Começo respondendo sua pergunta
com uma orientação de Maude Mannoni que diz que “os pais inconscientemente
deixam a seu filho a carga de refazer sua história, mas refazê-la de tal
maneira que nada deveria mudar, apesar de tudo. O paradoxo em que a criança está
presa produz logo efeitos violentos; com efeito, raramente há oportunidade de
que a criança se realize em seu próprio nome”. Tenho observado ao longo
de minha prática psicopedagógica, o desejo dos pais na vocação artística do
filho visando mais o seu próprio sonho a ser realizado do que o próprio filho
desenvolver sua aptidão ou sua vocação seja qual for. Essa afirmação serve para
todas as famílias com crianças e adolescentes que apresentem algum talento fora
dos padrões normais, assim como para as famílias que apresentem alguma forma de
sofrimento, seja ele qual for, seja qual for o motivo.
Quais são as
queixas mais comuns dessas famílias e do indivíduo superdotado?
As queixas mais frequentes das
famílias são: rebeldia, auto-independência, arrogância, enfrentam e questionam
tudo, falta de limite prejudicando suas atividades em classe. Por outro lado as
queixas do indivíduo superdotado são: a falta de amigos, a escola e as aulas
são aborrecidas, apresentam com freqüência quadro de depressão, isolamento. As
queixas diferem muito de família para família e de indivíduo para indivíduo.
Como as famílias
lidam com a criança portadora de talentos excepcionais?
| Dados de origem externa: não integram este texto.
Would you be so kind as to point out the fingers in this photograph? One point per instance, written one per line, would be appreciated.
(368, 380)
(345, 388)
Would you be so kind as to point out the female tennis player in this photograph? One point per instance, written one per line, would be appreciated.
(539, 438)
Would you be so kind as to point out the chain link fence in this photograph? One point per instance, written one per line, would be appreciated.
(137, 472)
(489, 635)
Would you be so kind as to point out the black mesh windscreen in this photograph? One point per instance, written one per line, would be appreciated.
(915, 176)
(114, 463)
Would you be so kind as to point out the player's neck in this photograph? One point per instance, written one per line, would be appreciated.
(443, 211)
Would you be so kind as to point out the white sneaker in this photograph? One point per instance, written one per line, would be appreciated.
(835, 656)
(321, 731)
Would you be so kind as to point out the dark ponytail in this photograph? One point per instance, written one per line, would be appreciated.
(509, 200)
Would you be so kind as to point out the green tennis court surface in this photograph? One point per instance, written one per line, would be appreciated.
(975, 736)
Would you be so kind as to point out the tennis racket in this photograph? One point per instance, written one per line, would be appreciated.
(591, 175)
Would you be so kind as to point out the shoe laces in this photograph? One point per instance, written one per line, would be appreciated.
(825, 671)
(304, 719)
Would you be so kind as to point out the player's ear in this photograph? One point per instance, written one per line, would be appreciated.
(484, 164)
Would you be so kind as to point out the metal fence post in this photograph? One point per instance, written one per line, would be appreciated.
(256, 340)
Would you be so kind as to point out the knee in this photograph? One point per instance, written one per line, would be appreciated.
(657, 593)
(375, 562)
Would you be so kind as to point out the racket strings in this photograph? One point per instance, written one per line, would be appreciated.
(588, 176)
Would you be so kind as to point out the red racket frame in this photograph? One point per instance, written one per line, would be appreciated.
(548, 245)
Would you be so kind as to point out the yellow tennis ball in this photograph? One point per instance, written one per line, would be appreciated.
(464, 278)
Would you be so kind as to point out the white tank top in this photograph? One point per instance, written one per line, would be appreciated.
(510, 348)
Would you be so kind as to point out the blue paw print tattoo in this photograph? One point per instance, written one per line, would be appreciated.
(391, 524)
Como essas crianças (chamadas de
precoce) apresentam habilidades superiores à sua idade, num primeiro momento os
pais sentem orgulho e estimulam cada vez mais essas habilidades, mas com o
passar do tempo isso começa a incomodar, prejudicando o desenvolvimento
integral da criança. Muitas crianças, por exemplo, diagnosticadas como
portadoras de TDAH são crianças talentosas que não tiveram a atenção adequada
dos pais e da escola. Não quero dizer com isso que todas as crianças portadoras
de TDAH sejam superdotadas, e nem que todas as crianças superdotadas apresentem
características de TDAH, isso é apenas uma exemplificação.
É uma tarefa
difícil orientar essas famílias?
Na realidade quando uma família
nos procura ela já está cansada de sofrer. Sofrem porque não entendem o que
está acontecendo, sofrem por não saberem como agir com seu filho, em fim, elas
vem em busca de ajuda para poderem ser mais felizes. Quando descobrem que seu
filho ou filha tem talento para alguma coisa e não tem habilidade para outras,
no início se sentem frustradas, depois vão aceitando e começam a ver a vida de
uma forma mais fácil e mais “normal”, a ansiedade e a angustia são mais
controladas e a vida familiar passa a ter mais equilíbrio.
Que problemas que
enfrentam dentro das instituições educacionais?
Muitas escolas não sabem como
lidar com essas crianças e adolescentes e, como as famílias, discriminam essas
crianças, às vezes cobram de mais, outras exigem bem menos. Essas crianças
frequentemente enfrentam a inveja dos outros, são discriminadas e rejeitadas
por seus pares.
Talentos
excepcionais têm necessidades educativas especiais?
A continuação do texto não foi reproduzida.